Jude begins and ends his letter with the divine sovereignty. God is the one who keeps the Christian in Christ and in the truth all the way to the end.
1 Jude, a bond-servant of Jesus Christ, and brother of James, to those who are the called, beloved in God the Father, and kept for Jesus Christ:
24 Now to Him who is able to keep you from stumbling, and to make you stand in the presence of His glory blameless with great joy,
God is the one who is the ultimate keeper. Our hope, our assurance, our confidence rests in the truth that God does this work in us. We are not the decisive agent. Without this being taught to us here in Jude and in other scriptures, we could never have true assurance. True assurance rests in omnipotent power directed by covenantal faithfulness. He has promised to do this, and he has the power to accomplish it.
But there are others involved in the “keeping” work. There are two other categories of persons that Jude speaks about. The first category is fallen angels.
6 And angels who did not keep their own domain, but abandoned their proper abode, He has kept in eternal bonds under darkness for the judgment of the great day,
Notice that these fallen angels did something in regard to “keeping.” They did not keep their own domain. They wanted something different than what God assigned them and so they took it for themselves. That is real, volitional action on display in these angels. And so it says that God is keeping them in eternal bonds. God is keeping them, but he is keeping them in judgement. We learn in 1 Timothy 5:21 that angels, in addition to humans, are either elect or non-elect. This verse in Jude shows us the fearful reality of what happens in the lives of the non-elect. Those who are non-elect, both humans and angels, will always willfully, volitionally choose their own sinful way, and after doing so will eventually find themselves under the justice of God’s holy wrath, being kept in judgment forever.
The other category of persons that Jude speaks of having a role in the “keeping” work is Christians. Look at this command that Jude issues:
20 But you, beloved, building yourselves up on your most holy faith, praying in the Holy Spirit, 21 keep yourselves in the love of God, waiting anxiously for the mercy of our Lord Jesus Christ to eternal life.
Jude commands them to “keep yourselves in the love of God.” The two ways they go about that are by building themselves up in the faith (Bible intake) and praying in the Spirit (prayer life).
Isn’t this interesting? We have already seen in the opening and closing of this book that God is the one who keeps the Christian in Christ all the way to the end. So what is this command to keep ourselves? This command is the human responsibility that is always present and working inside the sovereign work of God. Is our self-keeping decisive in keeping us in Christ to the end? No. God’s work is the foundational bedrock upon which all other work happens. But all that other work really does happen. It must happen.

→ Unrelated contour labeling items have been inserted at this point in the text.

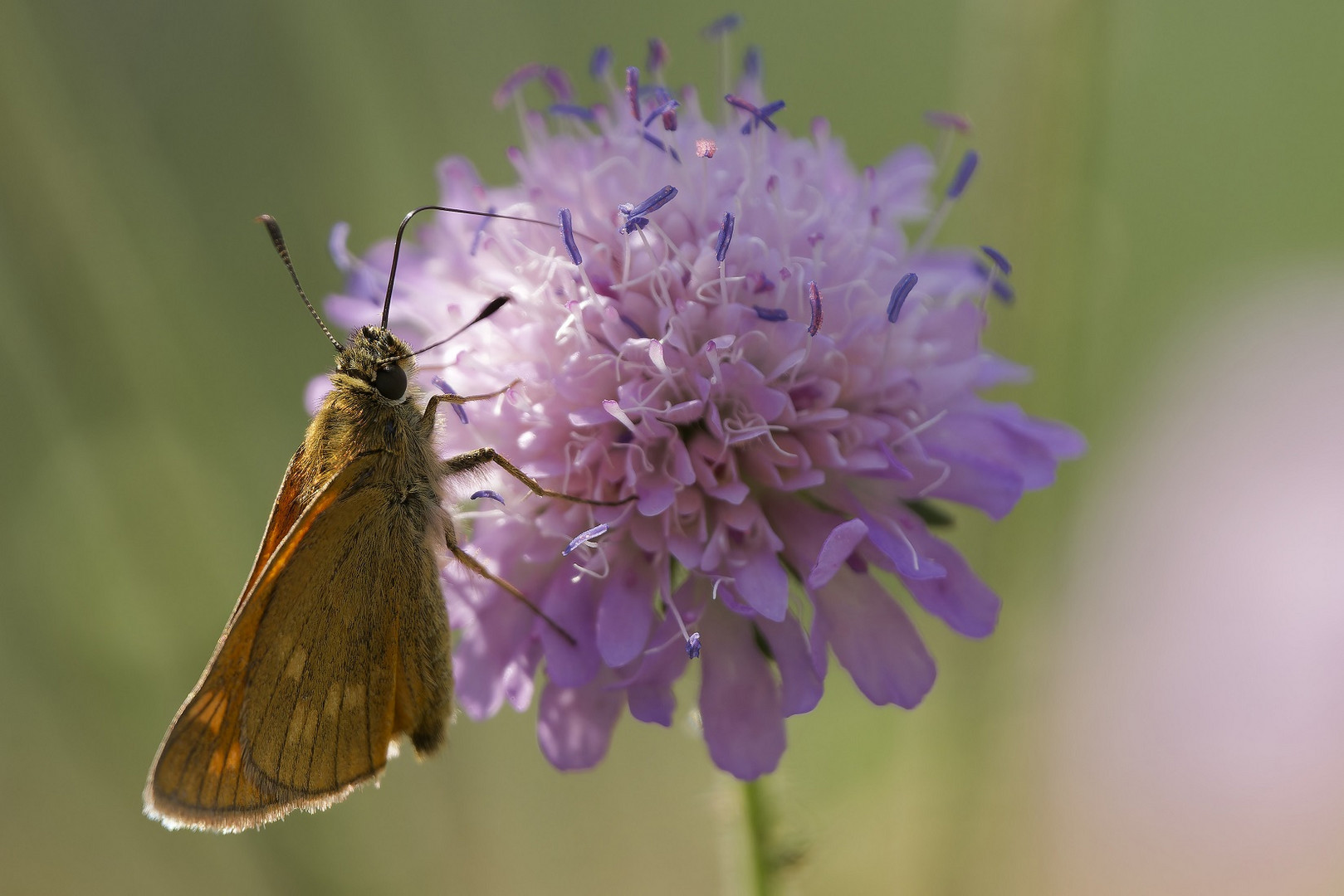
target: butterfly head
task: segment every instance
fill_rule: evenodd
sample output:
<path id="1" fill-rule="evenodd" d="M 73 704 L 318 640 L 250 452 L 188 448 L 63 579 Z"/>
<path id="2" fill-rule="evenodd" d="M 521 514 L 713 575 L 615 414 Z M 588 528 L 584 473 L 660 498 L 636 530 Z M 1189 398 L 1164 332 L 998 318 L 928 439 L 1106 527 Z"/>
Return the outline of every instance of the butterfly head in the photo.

Think about James and his address about faith and works in James chapter 2. James is clear that there are two kinds of faith. One faith has no works and it is “useless” and “dead.” But true faith will always be accompanied by works. Why? It is not because works are accomplishing salvation. It is the opposite. Salvation always produces works. True saving faith is seen to be true by the works that flow from it.
In the same way, God’s sovereign keeping of us will always be accompanied by our self-keeping. We can know he is keeping us by sovereign grace when we constantly keep ourselves seated at the table of God’s word and prayer in order to satisfying our hunger and thirst for righteousness. Therefore, Jude is not inconsistent to assert the reality of sovereign keeping and to still command the responsibly of our self-keeping.